Appeals, disputes and investigations
Discovery assessment on undeclared income held offshore
The First-tier Tribunal (FTT) has upheld assessments on a taxpayer who moved undeclared income offshore, finding that HMRC had validly raised the assessments and penalties.
HMRC raised assessments and penalties on a taxpayer who ran a property management business, initially as an individual then incorporated. It alleged that he had not accounted for all his trading income before incorporation, and had then run an off-record trade alongside his company. The taxpayer had claimed that the funds held in his Isle of Man (IoM) accounts were family money, not from a trade.

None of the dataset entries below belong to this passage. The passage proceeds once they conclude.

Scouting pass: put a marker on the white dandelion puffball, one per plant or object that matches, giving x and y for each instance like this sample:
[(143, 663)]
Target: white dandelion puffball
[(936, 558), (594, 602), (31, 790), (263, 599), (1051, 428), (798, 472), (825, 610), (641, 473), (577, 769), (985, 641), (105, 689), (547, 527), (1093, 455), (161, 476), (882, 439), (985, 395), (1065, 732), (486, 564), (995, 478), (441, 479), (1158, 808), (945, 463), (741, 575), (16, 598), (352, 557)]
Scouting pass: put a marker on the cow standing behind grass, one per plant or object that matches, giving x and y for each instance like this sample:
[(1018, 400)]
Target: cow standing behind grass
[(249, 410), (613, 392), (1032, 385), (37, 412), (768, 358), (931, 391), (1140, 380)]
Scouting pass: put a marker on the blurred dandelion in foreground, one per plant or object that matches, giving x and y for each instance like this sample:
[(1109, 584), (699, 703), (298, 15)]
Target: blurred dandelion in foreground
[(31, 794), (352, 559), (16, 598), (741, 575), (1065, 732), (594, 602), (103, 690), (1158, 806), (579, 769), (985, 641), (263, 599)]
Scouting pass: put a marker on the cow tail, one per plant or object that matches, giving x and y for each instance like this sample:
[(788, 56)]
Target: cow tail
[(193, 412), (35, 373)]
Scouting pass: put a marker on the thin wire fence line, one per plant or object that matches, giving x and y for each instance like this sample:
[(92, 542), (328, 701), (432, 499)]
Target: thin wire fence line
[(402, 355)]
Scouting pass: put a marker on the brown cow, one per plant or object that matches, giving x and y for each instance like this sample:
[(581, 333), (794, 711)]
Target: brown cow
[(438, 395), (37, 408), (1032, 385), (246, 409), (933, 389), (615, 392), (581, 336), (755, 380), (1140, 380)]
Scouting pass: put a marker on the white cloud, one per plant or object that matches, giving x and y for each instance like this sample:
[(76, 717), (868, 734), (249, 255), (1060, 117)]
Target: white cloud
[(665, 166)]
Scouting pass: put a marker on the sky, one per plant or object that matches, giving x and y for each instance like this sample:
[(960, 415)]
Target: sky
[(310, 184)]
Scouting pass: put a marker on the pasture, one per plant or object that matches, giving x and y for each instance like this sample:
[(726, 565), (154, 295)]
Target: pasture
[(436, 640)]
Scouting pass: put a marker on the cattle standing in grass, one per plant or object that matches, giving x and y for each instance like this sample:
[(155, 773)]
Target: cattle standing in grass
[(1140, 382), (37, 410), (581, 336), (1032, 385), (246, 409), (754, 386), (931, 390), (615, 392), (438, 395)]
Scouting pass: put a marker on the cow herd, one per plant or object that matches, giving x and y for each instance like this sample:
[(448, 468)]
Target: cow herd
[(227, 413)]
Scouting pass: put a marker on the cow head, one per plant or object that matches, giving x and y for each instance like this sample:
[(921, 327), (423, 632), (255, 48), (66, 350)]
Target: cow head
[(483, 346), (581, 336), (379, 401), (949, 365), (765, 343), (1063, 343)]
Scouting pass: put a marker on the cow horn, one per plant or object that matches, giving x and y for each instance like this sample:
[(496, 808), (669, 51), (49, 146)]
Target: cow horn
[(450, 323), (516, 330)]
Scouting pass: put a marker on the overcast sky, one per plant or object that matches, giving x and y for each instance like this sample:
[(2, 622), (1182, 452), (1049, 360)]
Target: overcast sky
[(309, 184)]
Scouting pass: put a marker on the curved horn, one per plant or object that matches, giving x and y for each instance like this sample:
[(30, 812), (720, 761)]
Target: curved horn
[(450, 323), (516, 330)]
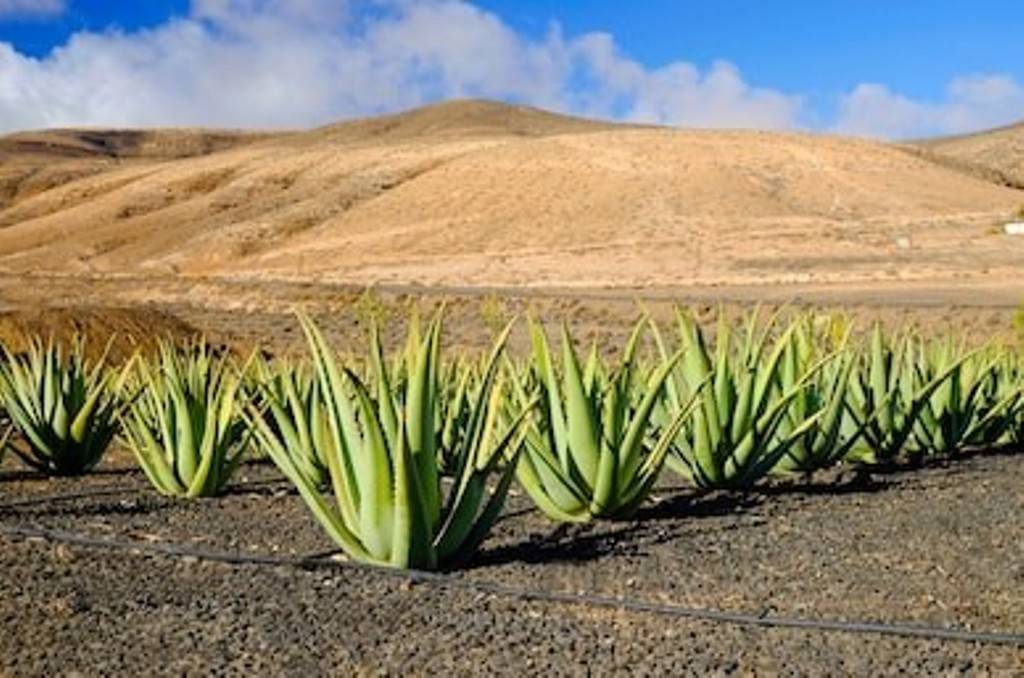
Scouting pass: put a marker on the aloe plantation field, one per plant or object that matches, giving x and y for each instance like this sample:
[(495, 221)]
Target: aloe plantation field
[(704, 492)]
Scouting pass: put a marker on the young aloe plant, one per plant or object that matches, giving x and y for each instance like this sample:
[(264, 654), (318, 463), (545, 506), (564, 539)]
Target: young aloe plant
[(595, 452), (288, 393), (64, 408), (823, 400), (889, 395), (970, 408), (389, 507), (734, 436), (183, 424)]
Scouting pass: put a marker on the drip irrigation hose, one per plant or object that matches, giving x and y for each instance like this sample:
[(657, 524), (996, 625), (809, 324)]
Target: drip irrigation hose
[(501, 590)]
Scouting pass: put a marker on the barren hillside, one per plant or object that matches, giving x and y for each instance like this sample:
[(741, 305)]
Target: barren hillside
[(472, 193), (1000, 151)]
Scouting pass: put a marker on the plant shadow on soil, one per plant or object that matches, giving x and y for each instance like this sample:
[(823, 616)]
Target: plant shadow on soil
[(657, 523)]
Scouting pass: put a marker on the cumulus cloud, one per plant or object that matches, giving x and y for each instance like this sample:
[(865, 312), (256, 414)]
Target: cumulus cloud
[(970, 103), (30, 8), (301, 62)]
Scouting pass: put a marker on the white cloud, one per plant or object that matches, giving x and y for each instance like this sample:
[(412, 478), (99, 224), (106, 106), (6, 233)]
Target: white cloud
[(300, 62), (30, 8), (971, 102)]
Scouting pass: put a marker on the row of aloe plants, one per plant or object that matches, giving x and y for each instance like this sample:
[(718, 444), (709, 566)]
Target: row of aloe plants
[(406, 459)]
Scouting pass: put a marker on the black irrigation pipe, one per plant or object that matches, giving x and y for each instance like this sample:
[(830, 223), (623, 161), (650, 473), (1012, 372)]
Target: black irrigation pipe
[(449, 581)]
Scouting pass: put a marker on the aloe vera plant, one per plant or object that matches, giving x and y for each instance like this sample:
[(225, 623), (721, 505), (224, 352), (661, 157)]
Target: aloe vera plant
[(289, 396), (183, 423), (969, 408), (595, 451), (735, 435), (62, 406), (389, 507), (889, 395), (822, 400)]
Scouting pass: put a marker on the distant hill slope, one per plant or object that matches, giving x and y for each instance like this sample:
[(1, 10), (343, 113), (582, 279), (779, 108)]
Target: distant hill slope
[(999, 152), (475, 193)]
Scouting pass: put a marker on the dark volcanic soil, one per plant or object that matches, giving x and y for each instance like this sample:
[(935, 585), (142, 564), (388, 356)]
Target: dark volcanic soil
[(941, 547)]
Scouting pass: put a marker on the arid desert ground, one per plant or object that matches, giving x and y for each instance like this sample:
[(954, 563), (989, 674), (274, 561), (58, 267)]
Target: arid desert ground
[(499, 211)]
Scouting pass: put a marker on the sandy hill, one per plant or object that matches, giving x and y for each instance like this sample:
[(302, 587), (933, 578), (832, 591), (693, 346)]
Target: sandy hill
[(1000, 152), (473, 193)]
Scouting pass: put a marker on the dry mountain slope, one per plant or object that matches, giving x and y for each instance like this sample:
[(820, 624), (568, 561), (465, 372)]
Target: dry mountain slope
[(999, 151), (473, 193)]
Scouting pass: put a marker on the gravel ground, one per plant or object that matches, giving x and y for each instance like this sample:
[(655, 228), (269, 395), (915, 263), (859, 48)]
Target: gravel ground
[(941, 547)]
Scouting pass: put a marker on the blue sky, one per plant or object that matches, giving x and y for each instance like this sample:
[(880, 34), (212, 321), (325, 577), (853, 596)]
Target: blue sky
[(871, 67)]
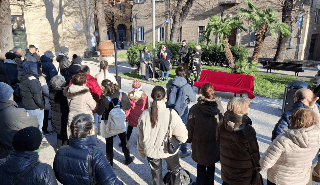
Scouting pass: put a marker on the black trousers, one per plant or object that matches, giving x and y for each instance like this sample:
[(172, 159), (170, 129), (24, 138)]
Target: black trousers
[(129, 132), (173, 165), (109, 147), (205, 174)]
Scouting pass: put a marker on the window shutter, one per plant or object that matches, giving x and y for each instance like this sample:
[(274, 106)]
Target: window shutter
[(252, 38)]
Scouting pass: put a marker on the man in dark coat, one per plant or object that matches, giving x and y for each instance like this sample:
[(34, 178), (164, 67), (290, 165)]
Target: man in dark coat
[(184, 52), (31, 54), (31, 92), (284, 121), (165, 55), (25, 143), (12, 119), (47, 66), (64, 62)]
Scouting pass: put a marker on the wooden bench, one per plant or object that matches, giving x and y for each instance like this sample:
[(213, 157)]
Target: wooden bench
[(228, 82), (283, 66)]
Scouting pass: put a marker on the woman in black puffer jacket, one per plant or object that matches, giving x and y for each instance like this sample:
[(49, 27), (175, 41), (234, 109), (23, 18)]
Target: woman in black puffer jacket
[(59, 110), (71, 163)]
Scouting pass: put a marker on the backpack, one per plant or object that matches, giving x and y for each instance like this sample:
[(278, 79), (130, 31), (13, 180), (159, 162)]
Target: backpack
[(116, 121), (184, 176), (177, 99)]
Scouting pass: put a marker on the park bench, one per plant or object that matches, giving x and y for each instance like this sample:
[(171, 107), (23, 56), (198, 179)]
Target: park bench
[(283, 66), (228, 82)]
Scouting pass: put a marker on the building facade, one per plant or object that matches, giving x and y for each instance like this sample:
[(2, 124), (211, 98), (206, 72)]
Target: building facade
[(305, 31)]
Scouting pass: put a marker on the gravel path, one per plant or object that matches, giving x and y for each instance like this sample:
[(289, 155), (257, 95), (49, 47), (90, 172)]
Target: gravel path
[(265, 113)]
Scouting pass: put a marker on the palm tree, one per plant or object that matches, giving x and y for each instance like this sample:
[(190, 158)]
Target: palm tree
[(223, 26), (263, 21)]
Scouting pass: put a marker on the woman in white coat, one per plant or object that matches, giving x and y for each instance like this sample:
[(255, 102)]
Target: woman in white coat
[(289, 157)]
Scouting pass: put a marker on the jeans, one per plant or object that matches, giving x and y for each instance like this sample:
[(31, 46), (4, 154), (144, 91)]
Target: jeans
[(167, 75), (205, 174), (173, 165), (184, 118), (40, 115), (97, 121)]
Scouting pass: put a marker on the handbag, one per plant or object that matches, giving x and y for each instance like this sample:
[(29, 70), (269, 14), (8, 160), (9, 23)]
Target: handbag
[(172, 143)]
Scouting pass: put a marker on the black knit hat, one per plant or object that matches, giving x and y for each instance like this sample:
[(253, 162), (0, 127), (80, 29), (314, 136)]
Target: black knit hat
[(27, 139)]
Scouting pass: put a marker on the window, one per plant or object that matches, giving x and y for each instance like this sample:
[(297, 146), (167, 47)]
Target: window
[(160, 34), (140, 34), (316, 18), (252, 38), (201, 29), (139, 1)]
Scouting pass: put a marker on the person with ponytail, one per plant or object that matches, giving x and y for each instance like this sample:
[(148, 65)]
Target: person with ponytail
[(105, 106), (151, 131), (82, 144), (203, 121)]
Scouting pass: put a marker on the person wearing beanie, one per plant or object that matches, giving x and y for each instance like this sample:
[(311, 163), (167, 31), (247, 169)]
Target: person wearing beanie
[(139, 103), (32, 54), (63, 61), (47, 66), (12, 119), (25, 143)]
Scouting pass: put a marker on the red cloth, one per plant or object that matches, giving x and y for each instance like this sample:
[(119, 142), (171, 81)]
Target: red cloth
[(228, 82), (137, 107), (93, 85)]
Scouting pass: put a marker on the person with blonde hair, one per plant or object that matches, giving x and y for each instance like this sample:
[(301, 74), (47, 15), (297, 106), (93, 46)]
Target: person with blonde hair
[(203, 121), (289, 157), (239, 150)]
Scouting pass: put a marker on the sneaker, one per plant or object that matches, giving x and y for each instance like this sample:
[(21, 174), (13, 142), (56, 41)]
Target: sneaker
[(129, 161), (183, 155)]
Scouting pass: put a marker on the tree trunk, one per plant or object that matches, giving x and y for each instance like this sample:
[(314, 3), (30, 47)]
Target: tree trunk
[(260, 36), (229, 55), (180, 14), (6, 40), (287, 19), (102, 25)]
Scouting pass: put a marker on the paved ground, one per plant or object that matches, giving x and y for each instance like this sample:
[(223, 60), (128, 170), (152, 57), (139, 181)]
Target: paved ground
[(265, 113)]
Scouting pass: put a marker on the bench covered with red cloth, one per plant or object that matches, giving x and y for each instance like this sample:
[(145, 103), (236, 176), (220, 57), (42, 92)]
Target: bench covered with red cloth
[(228, 82)]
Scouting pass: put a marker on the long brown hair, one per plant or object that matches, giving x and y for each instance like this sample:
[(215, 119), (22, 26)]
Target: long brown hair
[(158, 93), (109, 87)]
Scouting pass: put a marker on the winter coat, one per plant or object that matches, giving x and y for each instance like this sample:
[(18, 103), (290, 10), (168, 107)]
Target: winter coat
[(184, 52), (180, 81), (31, 56), (236, 161), (64, 64), (45, 91), (12, 120), (30, 87), (101, 76), (80, 102), (18, 161), (150, 140), (48, 68), (285, 119), (11, 72), (105, 106), (59, 110), (144, 67), (203, 120), (2, 72), (71, 164), (138, 105), (164, 66), (93, 85), (289, 157)]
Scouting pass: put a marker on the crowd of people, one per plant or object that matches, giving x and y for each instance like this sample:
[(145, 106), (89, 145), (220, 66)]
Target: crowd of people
[(81, 106)]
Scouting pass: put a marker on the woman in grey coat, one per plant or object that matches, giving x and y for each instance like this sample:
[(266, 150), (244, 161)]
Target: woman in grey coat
[(144, 64)]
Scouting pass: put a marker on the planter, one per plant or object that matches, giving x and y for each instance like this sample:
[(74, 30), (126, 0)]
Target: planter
[(106, 48)]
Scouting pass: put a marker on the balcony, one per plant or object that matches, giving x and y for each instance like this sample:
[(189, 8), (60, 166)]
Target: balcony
[(229, 2)]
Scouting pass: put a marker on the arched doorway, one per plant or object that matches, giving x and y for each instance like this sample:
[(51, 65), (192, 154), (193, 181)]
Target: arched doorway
[(121, 33)]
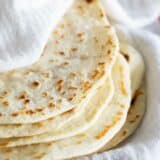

Based on the HMRC view that the behaviour was deliberate, the assessments went back 20 years. The figures were based on the amount paid into the IoM accounts, and UK banking records where available, and large deposits thought not to be income were excluded from the calculations. HMRC also assessed him as UK resident based on his known ties to the UK.
The FTT found for HMRC. The taxpayer’s principal argument, that the compliance check and conclusions were unfair, was not a matter for the jurisdiction of the tribunal. Looking at the evidence, HMRC had shown that there were deliberate inaccuracies, and raised assessments in accordance with the statutory framework. No reasonable excuse had been provided against the penalties. An officer made a valid discovery and the assessments and penalties were upheld.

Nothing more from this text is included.